Parallel analysis suggested 2 factors. As shown in Figure 1, the solid line represents real data, and the dotted line represents simulated data. Principal component analysis (PC), ie the x-line, has 1 component in real data higher than simulated data; similarly, factor analysis (FA), ie the triangle line, has 2 factors in real data higher than the mean eigenvalues of 100 simulated data matrices. Therefore, based on the combined results of the scree plot, we prefer selecting 2 factor components.

Figure 1 Parallel analysis scree plot.

After obtaining the results of parallel analysis, we further conducted exploratory factor analysis (EFA). First, Kaiser-Meyer-Olkin (KMO) test and Bartlett’s sphericity test were used to determine if the data was suitable for exploratory factor analysis. The results showed a KMO value of 0.907 (KMO > 0.7), and a Bartlett’s sphericity test chi-square value of 1915.486, df = 45, p < 0.001, indicating that the Bartlett’s sphericity test value reached significance, suggesting these items were suitable for factor analysis.

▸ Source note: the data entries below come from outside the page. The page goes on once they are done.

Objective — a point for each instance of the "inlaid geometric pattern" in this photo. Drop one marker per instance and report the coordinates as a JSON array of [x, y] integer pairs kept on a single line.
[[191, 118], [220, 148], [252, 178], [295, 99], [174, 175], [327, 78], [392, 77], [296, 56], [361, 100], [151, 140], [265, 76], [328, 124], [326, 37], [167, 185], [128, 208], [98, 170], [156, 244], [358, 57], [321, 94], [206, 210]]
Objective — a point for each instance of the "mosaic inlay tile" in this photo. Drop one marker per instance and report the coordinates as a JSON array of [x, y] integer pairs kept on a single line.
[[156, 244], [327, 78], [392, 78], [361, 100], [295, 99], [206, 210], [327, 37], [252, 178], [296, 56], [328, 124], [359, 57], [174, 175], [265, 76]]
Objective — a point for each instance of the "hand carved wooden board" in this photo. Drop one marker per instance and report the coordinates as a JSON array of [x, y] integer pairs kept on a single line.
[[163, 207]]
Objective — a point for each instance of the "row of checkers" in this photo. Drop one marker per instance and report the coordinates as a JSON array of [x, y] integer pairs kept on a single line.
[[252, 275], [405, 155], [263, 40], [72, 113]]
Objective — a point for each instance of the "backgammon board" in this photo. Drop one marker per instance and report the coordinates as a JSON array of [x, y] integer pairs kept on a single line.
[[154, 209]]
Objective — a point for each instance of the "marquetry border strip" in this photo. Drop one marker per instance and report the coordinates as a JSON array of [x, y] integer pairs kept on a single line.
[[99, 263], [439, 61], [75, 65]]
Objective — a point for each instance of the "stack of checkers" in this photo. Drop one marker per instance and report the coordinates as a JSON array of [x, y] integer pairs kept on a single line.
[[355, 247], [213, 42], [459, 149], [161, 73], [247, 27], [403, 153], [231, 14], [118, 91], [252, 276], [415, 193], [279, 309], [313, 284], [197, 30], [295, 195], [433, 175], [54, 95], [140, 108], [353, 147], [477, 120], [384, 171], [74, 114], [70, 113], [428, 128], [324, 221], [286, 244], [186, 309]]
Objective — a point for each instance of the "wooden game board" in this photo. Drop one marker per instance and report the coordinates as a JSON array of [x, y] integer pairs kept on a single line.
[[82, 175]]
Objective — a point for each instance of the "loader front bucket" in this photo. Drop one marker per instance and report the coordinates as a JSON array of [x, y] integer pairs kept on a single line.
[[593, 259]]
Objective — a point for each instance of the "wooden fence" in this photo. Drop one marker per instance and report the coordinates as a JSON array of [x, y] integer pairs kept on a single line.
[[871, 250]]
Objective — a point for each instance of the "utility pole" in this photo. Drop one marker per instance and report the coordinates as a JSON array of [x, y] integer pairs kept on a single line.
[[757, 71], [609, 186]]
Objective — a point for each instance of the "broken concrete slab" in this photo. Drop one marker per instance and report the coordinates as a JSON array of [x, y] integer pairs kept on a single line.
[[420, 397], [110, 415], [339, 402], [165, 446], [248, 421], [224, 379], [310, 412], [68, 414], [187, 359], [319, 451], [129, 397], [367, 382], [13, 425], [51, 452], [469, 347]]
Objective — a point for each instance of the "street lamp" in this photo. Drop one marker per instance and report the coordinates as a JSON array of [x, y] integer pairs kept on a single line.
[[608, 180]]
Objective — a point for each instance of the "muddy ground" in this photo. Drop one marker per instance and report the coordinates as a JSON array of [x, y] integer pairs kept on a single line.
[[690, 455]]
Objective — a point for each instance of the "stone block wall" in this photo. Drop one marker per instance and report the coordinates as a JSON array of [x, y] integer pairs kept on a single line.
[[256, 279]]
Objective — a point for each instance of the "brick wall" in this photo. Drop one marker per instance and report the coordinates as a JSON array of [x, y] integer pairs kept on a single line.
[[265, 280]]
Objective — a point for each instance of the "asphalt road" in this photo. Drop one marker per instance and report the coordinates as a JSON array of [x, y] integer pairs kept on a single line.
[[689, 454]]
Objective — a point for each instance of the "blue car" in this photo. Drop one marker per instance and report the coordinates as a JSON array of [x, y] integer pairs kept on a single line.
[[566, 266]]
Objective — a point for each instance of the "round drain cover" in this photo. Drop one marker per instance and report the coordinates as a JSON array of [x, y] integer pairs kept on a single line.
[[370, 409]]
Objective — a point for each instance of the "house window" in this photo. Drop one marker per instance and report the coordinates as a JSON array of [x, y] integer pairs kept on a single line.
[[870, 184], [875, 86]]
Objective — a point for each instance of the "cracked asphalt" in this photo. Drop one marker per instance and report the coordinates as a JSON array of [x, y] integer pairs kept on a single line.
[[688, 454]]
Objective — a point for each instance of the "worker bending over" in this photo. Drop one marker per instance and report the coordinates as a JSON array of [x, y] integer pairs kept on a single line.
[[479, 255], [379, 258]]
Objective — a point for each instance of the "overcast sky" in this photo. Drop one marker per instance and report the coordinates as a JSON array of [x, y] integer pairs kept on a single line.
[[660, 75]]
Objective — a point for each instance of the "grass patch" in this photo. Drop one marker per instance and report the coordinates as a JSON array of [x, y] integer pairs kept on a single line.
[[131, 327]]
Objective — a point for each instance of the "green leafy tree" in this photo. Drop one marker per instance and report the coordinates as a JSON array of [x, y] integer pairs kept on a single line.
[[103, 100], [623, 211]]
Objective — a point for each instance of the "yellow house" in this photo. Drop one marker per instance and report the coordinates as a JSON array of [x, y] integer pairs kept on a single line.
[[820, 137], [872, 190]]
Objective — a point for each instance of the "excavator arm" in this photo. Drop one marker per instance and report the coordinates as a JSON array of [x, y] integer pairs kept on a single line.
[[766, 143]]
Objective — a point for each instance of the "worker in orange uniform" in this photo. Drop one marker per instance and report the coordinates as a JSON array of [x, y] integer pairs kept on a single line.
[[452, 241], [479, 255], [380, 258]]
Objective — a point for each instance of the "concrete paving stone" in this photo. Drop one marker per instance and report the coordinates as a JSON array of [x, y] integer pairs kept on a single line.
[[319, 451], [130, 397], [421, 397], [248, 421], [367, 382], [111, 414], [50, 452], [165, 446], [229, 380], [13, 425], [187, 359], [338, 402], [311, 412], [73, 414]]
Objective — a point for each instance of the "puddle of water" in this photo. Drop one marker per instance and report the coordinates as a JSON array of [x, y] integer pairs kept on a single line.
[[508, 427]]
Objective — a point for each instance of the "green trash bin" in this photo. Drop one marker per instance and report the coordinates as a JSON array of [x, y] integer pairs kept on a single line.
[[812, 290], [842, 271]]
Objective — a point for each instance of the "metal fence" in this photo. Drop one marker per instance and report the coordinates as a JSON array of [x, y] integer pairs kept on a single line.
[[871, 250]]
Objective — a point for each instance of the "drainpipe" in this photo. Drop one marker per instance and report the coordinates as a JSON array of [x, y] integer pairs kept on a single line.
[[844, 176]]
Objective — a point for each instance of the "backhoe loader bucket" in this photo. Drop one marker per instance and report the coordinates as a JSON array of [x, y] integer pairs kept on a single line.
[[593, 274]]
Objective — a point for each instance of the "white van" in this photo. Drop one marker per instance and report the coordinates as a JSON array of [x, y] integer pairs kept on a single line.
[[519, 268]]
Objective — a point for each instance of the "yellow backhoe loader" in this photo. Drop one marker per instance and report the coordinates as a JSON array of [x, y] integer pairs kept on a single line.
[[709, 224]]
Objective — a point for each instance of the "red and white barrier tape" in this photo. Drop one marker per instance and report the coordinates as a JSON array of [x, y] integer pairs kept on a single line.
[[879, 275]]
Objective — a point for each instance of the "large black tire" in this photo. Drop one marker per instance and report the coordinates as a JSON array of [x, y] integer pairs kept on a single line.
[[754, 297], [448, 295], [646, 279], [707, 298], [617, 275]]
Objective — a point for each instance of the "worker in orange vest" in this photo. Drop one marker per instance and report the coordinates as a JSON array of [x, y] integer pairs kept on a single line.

Secondly, in the exploratory factor analysis, oblique rotation with minimum residuals was used, based on the correlation matrix. The results showed that item5 had cross-loadings, so it was deleted. Finally, 9 items were retained. The results after re-running exploratory factor analysis are shown in Table 2. In factor analysis, Uniqueness can be used as an index to screen and eliminate unsuitable items. Higher Uniqueness values indicate higher uniqueness of the variable, meaning the variance of the variable cannot be explained by the common factors, and may be related to other factors or individual differences. Usually, when the Uniqueness value of a variable exceeds 0.7 or 0.8, it can be considered as having high uniqueness and may need to be excluded. The retained 9 items all met the standard and did not need to be excluded. In addition, after extracting 2 factors, the cumulative variance explained reached 67.56%.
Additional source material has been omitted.